Son günlerde Libyalılar arasında hep 17 Şubat tarihinde büyük çaplı bir eylemin yapılacağının konuşulduğunu dile getiren Kahraman, ayaklanmayı beklediklerini ancak bu kadar büyük çaplı olacağını tahmin edemediklerini belirtti.

 Kahraman, şunları kaydetti:

"Geçen cumartesi günü bizden Türkiye'ye dönüş için hazırlıklı olmamız istendi. Eşyalarımızı toplayıp valizlerimizi hazırladık ve beklemeye başladık. İnşaat sahası Al Marj kent merkezine 10 kilometre uzaklıktaydı. Buraya kadar geleceklerini tahmin etmiyorduk. Cumartesi gecesi kalabalık bir grup geldi ve bizim şantiyeden çıkmamıza izin verdiler.

Daha sonra kaldığımız koğuşları yıkıp ateşe verdiler. Biz de şirkete ait ciplere valizlerimizi yükleyerek Bingazi'ye doğru yola çıktık. Bingazi'de şirketin bir kimya tesisi vardı. Orada Türkiye'den gelen uçağın inmesini beklemeye başladık. Arap bekçiler bizi koruma altına aldı, bulunduğumuz yeri kimseye belli etmediler. Daha sonra uçağa binip İstanbul'a ulaştık."

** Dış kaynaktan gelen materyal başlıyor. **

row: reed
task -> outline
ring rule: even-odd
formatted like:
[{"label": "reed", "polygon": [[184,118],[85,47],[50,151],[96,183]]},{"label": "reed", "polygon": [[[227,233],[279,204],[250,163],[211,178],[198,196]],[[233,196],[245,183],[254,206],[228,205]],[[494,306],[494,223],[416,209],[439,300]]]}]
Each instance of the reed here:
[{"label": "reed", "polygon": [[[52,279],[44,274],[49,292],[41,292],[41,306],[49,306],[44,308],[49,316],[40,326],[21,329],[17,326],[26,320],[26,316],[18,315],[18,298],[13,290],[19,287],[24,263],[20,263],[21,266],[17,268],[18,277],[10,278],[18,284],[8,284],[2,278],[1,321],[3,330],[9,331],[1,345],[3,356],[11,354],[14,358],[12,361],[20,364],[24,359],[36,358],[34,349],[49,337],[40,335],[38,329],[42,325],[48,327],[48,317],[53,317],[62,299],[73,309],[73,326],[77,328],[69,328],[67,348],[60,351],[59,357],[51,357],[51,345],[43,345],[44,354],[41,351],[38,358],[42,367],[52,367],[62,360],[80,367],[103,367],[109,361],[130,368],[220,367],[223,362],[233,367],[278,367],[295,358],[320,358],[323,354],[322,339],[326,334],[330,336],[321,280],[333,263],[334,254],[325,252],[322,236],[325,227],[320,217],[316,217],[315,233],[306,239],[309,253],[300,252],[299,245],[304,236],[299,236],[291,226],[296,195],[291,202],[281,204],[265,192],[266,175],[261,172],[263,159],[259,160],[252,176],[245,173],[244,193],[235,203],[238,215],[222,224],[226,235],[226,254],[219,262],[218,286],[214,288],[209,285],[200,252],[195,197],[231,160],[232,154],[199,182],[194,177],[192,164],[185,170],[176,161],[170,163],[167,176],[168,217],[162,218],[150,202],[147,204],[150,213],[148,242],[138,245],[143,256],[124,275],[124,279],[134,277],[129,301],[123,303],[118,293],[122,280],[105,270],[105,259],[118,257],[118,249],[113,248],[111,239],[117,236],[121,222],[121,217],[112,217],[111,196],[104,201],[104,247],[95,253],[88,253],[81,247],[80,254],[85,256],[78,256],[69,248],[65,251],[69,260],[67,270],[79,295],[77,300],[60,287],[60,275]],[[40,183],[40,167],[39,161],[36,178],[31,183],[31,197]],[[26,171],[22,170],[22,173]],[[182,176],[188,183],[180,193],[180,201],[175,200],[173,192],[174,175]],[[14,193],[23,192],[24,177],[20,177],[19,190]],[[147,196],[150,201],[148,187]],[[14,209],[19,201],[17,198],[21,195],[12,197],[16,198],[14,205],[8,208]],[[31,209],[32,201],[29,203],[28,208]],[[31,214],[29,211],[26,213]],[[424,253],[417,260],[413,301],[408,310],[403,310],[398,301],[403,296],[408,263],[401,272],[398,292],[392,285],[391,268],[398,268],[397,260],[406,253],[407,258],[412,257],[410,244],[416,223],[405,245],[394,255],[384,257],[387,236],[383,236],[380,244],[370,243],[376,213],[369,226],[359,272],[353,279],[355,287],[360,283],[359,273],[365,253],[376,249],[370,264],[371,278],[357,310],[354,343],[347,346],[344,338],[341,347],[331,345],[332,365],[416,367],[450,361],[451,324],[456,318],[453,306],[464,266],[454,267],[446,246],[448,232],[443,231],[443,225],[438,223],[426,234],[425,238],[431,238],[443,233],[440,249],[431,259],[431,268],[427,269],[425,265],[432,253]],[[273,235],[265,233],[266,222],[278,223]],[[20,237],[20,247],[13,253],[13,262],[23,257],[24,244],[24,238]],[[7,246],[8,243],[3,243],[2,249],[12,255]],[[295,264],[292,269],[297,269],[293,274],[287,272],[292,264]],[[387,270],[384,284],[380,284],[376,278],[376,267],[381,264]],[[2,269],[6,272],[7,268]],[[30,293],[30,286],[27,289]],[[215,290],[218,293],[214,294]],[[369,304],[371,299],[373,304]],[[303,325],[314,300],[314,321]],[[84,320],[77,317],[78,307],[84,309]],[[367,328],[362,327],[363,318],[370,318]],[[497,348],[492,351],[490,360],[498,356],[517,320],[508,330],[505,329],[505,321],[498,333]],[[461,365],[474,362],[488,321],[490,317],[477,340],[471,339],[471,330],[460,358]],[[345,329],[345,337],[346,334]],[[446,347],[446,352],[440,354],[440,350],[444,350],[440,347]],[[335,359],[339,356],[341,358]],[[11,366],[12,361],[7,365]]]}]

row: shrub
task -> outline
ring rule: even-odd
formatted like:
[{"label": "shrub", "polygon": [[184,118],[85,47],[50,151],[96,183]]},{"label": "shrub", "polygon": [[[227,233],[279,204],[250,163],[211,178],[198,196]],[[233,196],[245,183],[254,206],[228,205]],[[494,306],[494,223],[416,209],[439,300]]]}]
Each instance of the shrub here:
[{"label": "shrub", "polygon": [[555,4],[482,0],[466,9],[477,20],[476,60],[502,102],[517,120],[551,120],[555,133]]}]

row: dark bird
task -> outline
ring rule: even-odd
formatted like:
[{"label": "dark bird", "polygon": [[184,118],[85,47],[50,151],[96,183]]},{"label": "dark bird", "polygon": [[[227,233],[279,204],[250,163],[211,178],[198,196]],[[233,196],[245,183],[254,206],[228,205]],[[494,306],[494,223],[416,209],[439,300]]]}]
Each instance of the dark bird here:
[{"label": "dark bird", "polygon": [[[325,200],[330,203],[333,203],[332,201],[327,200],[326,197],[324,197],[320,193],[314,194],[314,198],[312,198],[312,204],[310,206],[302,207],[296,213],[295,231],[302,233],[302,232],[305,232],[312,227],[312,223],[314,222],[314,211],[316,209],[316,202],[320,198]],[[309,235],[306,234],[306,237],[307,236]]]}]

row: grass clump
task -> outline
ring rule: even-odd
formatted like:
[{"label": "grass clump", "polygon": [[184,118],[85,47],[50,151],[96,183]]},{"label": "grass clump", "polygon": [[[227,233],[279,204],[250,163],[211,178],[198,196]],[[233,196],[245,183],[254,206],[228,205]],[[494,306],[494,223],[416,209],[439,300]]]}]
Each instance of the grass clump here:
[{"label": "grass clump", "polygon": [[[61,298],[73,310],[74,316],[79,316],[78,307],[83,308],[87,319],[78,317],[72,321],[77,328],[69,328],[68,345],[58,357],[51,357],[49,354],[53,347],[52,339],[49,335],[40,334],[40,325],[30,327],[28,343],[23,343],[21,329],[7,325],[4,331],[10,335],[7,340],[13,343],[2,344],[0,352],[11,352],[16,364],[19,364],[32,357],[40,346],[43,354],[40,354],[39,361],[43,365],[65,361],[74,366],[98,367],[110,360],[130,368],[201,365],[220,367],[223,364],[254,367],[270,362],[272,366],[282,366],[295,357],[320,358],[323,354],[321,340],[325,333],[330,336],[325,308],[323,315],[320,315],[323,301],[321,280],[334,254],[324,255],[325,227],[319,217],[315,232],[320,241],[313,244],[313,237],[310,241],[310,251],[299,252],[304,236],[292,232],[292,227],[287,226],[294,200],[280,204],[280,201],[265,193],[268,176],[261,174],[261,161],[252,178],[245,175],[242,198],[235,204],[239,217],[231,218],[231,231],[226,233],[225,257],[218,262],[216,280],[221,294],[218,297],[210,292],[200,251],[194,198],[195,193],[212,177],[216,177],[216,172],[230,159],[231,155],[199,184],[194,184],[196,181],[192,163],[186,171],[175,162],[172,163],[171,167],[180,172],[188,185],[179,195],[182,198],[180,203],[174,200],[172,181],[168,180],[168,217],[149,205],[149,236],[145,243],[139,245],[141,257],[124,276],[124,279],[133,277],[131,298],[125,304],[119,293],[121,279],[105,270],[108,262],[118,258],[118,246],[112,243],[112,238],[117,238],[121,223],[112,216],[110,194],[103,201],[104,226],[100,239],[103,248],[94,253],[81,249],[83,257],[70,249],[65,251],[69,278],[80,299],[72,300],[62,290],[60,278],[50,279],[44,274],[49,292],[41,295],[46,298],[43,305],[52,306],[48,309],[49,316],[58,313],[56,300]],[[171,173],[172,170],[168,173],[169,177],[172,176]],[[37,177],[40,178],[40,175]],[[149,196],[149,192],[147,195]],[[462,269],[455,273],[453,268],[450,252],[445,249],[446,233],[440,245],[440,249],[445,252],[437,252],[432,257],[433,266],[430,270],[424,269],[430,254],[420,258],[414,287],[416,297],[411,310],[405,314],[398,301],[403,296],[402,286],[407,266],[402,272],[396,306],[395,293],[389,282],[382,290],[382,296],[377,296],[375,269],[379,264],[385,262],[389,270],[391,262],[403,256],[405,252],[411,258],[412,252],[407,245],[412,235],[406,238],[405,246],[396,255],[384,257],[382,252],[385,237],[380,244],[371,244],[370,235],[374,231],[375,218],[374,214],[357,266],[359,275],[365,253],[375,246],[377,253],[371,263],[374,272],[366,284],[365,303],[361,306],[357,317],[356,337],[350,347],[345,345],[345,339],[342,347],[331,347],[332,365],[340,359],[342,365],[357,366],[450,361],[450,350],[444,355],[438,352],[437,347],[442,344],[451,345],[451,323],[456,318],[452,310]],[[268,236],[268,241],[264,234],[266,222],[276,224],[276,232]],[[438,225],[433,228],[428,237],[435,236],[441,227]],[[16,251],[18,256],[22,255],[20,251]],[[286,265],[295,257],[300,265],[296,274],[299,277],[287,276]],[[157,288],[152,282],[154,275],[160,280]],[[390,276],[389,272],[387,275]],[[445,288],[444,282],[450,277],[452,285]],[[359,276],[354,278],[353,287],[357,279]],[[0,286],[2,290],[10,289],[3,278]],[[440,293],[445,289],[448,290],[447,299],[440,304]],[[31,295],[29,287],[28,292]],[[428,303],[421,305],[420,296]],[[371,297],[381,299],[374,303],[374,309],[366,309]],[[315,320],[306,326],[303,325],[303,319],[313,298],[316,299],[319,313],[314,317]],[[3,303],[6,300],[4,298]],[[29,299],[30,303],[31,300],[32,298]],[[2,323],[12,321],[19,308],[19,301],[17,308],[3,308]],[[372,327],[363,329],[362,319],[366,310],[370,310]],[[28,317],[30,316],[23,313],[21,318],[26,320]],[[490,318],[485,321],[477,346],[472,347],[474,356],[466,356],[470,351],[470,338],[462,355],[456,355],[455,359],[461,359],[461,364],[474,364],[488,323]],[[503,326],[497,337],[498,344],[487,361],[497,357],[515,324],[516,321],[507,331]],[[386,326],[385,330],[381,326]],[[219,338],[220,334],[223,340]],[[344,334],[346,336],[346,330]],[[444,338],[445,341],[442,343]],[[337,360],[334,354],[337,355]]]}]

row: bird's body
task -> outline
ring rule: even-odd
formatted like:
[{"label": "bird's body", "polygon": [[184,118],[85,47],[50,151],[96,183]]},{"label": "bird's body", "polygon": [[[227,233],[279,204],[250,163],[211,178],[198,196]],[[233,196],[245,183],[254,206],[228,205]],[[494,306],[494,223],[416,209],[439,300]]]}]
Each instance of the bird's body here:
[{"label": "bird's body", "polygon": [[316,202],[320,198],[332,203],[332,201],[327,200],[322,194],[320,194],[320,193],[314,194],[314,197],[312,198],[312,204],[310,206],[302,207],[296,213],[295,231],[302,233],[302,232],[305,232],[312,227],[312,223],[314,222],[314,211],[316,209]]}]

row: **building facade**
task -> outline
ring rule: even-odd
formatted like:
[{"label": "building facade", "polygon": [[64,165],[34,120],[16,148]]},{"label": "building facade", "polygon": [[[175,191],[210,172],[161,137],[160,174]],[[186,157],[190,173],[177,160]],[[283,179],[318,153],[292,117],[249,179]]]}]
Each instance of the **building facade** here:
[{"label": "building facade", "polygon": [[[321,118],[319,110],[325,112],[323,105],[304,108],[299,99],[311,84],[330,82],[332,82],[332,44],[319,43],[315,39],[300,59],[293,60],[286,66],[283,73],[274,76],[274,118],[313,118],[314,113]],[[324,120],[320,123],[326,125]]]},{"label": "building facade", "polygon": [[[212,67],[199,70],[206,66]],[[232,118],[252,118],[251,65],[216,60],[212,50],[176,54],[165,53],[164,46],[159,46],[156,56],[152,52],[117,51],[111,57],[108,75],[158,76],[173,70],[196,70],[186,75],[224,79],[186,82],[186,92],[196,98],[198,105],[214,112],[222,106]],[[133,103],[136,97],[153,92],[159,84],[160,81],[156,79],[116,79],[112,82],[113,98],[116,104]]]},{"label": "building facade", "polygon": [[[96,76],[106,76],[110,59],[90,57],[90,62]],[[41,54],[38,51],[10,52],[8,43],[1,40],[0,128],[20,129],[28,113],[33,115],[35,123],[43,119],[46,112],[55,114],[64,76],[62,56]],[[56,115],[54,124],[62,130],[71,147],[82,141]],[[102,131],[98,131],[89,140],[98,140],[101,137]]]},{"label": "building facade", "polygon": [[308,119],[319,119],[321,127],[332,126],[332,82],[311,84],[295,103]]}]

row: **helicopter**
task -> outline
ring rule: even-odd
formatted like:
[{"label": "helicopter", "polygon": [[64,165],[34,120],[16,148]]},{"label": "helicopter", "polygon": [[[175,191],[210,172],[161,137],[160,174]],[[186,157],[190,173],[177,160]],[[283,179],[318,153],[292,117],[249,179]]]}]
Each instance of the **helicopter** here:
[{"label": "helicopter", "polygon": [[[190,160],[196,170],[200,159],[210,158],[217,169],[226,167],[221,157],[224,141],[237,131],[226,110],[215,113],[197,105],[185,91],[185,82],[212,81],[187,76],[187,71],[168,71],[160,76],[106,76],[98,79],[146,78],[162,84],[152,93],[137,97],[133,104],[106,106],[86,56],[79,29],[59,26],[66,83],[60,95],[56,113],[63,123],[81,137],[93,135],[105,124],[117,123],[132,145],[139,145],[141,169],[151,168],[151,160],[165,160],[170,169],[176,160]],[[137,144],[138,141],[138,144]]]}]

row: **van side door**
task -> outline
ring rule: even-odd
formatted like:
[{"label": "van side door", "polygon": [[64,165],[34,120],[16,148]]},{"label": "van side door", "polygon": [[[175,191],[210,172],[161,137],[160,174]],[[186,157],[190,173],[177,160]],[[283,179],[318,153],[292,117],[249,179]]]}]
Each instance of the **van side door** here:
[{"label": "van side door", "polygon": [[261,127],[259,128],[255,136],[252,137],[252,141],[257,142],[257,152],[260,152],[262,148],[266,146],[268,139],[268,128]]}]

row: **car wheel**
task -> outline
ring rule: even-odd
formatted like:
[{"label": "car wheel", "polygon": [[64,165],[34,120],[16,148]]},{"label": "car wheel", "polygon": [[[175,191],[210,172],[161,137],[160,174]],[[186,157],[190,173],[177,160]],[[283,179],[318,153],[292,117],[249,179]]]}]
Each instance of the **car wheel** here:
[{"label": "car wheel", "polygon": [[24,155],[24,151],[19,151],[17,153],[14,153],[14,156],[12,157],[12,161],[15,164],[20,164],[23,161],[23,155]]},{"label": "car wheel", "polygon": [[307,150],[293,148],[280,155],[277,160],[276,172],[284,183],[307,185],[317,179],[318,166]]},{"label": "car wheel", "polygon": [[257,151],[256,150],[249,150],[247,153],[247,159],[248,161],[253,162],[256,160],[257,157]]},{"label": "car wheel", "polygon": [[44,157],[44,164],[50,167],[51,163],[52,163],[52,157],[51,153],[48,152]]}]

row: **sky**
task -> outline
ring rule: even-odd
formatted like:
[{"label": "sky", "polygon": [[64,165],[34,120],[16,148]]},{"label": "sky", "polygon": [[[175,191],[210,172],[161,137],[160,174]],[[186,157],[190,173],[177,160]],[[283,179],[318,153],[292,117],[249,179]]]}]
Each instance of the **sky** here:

Ayaklanma çıkaranların, Türklere karşı bir husumetinin olmadığına işaret eden Kahraman, "Türkler orada toplu olarak bulunuyor. Türk halkını seviyorlar ve kendileriyle özdeşleştirmek istiyorlar. Oradaki Türklere ve Türkiye'deki yakınlarına Allah sabır versin. Türklere karşı düşmanlıkları yok ama orada bulunan insanlarımızın yeme, içme ve yatma yerlerinde problem var. Bu yüzden eziyet çekiyorlar. İnşallah en kısa zamanda sevdiklerine kavuşurlar" dedi.